“April 7: So this is the journal I’m supposed to be writing, as prescribed by my latest therapist. I hope it helps, but I have to be honest, I doubt it will. I WANT TO STOP EATING EVERYONE! That’s it! That’s all I want! I’ve been through, what, five therapists? And I’ve eaten three of them. I can’t form any meaningful relationships with anyone, because sooner or later, CHOMP. It’s got to stop. I’m nervous because summer is coming up. Maybe this summer will be different.” — John Moe, “My Diary: By Bruce, The Shark in Jaws,” Reader’s Digest, July 2014
Dare I say it? Okay. Bruce, this summer won’t be different. In fact, it will be more of the same—and then some.

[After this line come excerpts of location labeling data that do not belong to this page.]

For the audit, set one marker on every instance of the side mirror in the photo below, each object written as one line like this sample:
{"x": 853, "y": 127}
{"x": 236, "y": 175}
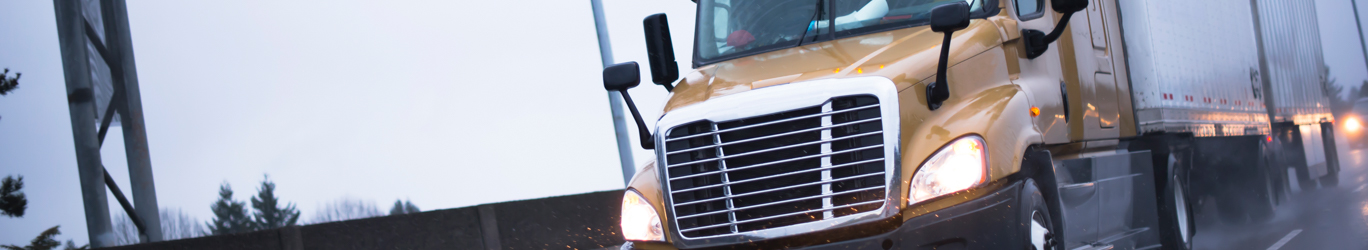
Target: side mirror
{"x": 661, "y": 51}
{"x": 945, "y": 18}
{"x": 1037, "y": 41}
{"x": 621, "y": 77}
{"x": 948, "y": 18}
{"x": 1069, "y": 6}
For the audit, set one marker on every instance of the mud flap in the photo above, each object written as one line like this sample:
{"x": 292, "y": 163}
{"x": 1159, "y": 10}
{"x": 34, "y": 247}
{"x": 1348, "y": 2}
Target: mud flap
{"x": 1106, "y": 201}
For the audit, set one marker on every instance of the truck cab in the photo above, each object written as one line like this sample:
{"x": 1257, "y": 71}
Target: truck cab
{"x": 906, "y": 125}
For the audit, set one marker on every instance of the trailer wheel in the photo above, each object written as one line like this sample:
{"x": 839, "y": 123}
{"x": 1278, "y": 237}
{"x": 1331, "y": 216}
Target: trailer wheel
{"x": 1331, "y": 179}
{"x": 1040, "y": 228}
{"x": 1175, "y": 211}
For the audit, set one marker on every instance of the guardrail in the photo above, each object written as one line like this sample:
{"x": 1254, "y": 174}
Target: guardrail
{"x": 571, "y": 221}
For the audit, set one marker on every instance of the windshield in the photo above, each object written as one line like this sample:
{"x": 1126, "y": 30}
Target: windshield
{"x": 732, "y": 28}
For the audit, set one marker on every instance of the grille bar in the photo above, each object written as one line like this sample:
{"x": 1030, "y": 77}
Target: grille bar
{"x": 736, "y": 196}
{"x": 748, "y": 167}
{"x": 772, "y": 149}
{"x": 777, "y": 170}
{"x": 785, "y": 201}
{"x": 833, "y": 208}
{"x": 776, "y": 122}
{"x": 776, "y": 135}
{"x": 772, "y": 176}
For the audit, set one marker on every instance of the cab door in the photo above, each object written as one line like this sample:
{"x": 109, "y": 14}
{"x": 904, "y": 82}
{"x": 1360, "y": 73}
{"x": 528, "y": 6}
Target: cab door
{"x": 1040, "y": 77}
{"x": 1095, "y": 68}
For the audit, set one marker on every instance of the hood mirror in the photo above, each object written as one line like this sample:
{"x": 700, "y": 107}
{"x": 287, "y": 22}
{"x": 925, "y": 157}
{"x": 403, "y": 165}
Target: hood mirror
{"x": 620, "y": 78}
{"x": 947, "y": 18}
{"x": 661, "y": 51}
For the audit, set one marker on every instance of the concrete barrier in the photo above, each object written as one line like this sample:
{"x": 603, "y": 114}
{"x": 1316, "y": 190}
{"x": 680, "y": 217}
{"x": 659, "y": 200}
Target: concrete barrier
{"x": 571, "y": 221}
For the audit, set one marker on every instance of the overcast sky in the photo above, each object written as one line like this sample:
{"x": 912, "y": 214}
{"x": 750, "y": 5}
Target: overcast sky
{"x": 443, "y": 103}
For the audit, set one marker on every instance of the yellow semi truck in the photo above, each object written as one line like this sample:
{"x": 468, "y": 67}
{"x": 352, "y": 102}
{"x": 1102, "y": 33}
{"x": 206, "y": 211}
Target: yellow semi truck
{"x": 974, "y": 123}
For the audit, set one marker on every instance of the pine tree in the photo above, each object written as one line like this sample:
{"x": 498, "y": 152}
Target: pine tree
{"x": 398, "y": 208}
{"x": 229, "y": 216}
{"x": 402, "y": 208}
{"x": 43, "y": 242}
{"x": 8, "y": 84}
{"x": 268, "y": 212}
{"x": 409, "y": 206}
{"x": 11, "y": 197}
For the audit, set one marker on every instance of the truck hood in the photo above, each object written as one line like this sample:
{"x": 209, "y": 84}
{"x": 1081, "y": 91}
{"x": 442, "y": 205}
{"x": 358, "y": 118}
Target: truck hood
{"x": 907, "y": 56}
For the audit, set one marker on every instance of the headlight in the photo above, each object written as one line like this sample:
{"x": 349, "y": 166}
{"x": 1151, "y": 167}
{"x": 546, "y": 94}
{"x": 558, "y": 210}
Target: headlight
{"x": 955, "y": 167}
{"x": 1352, "y": 125}
{"x": 639, "y": 219}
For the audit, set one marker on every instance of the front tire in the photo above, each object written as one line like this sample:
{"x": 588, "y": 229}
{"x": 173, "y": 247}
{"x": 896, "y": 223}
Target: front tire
{"x": 1037, "y": 226}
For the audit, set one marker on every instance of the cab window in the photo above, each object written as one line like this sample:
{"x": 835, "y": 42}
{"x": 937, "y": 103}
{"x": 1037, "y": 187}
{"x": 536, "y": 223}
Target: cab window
{"x": 1029, "y": 8}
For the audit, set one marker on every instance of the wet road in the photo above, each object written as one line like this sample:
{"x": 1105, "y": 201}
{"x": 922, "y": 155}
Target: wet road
{"x": 1330, "y": 217}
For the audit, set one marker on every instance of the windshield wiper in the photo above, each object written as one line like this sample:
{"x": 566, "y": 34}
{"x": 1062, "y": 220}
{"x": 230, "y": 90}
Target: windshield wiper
{"x": 811, "y": 23}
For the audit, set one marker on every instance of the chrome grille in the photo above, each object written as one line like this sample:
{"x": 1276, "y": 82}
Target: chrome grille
{"x": 777, "y": 170}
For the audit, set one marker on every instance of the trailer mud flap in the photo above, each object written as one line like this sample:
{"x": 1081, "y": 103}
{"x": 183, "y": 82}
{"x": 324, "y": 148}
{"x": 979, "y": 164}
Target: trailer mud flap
{"x": 1108, "y": 201}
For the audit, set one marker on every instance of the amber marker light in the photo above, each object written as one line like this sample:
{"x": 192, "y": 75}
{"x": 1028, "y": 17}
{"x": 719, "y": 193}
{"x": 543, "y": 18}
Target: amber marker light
{"x": 1352, "y": 125}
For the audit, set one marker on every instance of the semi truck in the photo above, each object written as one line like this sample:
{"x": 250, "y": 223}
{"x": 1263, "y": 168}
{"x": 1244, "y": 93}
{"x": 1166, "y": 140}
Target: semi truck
{"x": 976, "y": 123}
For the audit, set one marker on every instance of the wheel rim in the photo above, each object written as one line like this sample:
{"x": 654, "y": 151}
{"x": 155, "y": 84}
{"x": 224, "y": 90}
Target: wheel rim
{"x": 1181, "y": 202}
{"x": 1038, "y": 231}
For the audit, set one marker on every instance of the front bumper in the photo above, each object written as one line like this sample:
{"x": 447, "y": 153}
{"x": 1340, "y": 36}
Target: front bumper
{"x": 989, "y": 221}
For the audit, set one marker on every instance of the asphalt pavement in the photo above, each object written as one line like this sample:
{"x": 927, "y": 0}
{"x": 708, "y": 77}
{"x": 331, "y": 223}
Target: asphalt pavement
{"x": 1326, "y": 217}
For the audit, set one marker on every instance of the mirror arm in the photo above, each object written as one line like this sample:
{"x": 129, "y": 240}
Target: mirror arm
{"x": 1037, "y": 43}
{"x": 1059, "y": 29}
{"x": 647, "y": 141}
{"x": 939, "y": 92}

Because today, it's the 40th anniversary of the premiere of Jaws, the film that definitively put Steven Spielberg on the map as a commercial director and Hollywood powerhouse. If they’re not playing the movie on TV all across the country, Bruce, you’ll be reading reminders like this, of how Jaws all but created the summer movie blockbuster, forcing just about every serious movie back to the fall (or, even worse, bunched together in the week between Christmas and New Year’s, under the theory that Oscar voters have perilously short memories).
You are also responsible, Bruce, not just for discouraging two generations of skittish swimmers from going near the ocean, but also for one of the highlights of the Saturday Night Live 40th anniversary special earlier this year: lounge singer Nick Ocean (a.k.a. Bill Murray) performing “Love Theme from Jaws.” Take a bow.
Er—better yet, maybe not…(The waves might create too much tumult underwater.)
Of all the oceans of ink spilled over the movie in the past 40 years, the most interesting tidbit may have come from Spielberg on the 20th anniversary. If he were to recast the principal roles today, the director said then, he would have picked Jim Carrey to take over Richard Dreyfuss' role as outspoken young marine biologist Matt Hooper, "and I would sit on him"--a rather graphic demonstration of the actor's potential and incipient hamminess that needs to be squelched.
Perhaps the need to be taken seriously--to satisfy the Spielbergs of the world--accounts for why Carrey has pursued one serious (or, at least, serio-comic) role after another in the past two decades, to increasingly diminishing box-office returns.
Even more interesting facts about the movie (including that Spielberg was almost fired for shooting too slowly) can be found in this post from the “Single-Minded Movie Blog.”
That should give you lots to chomp—I mean chew!—on, Bruce.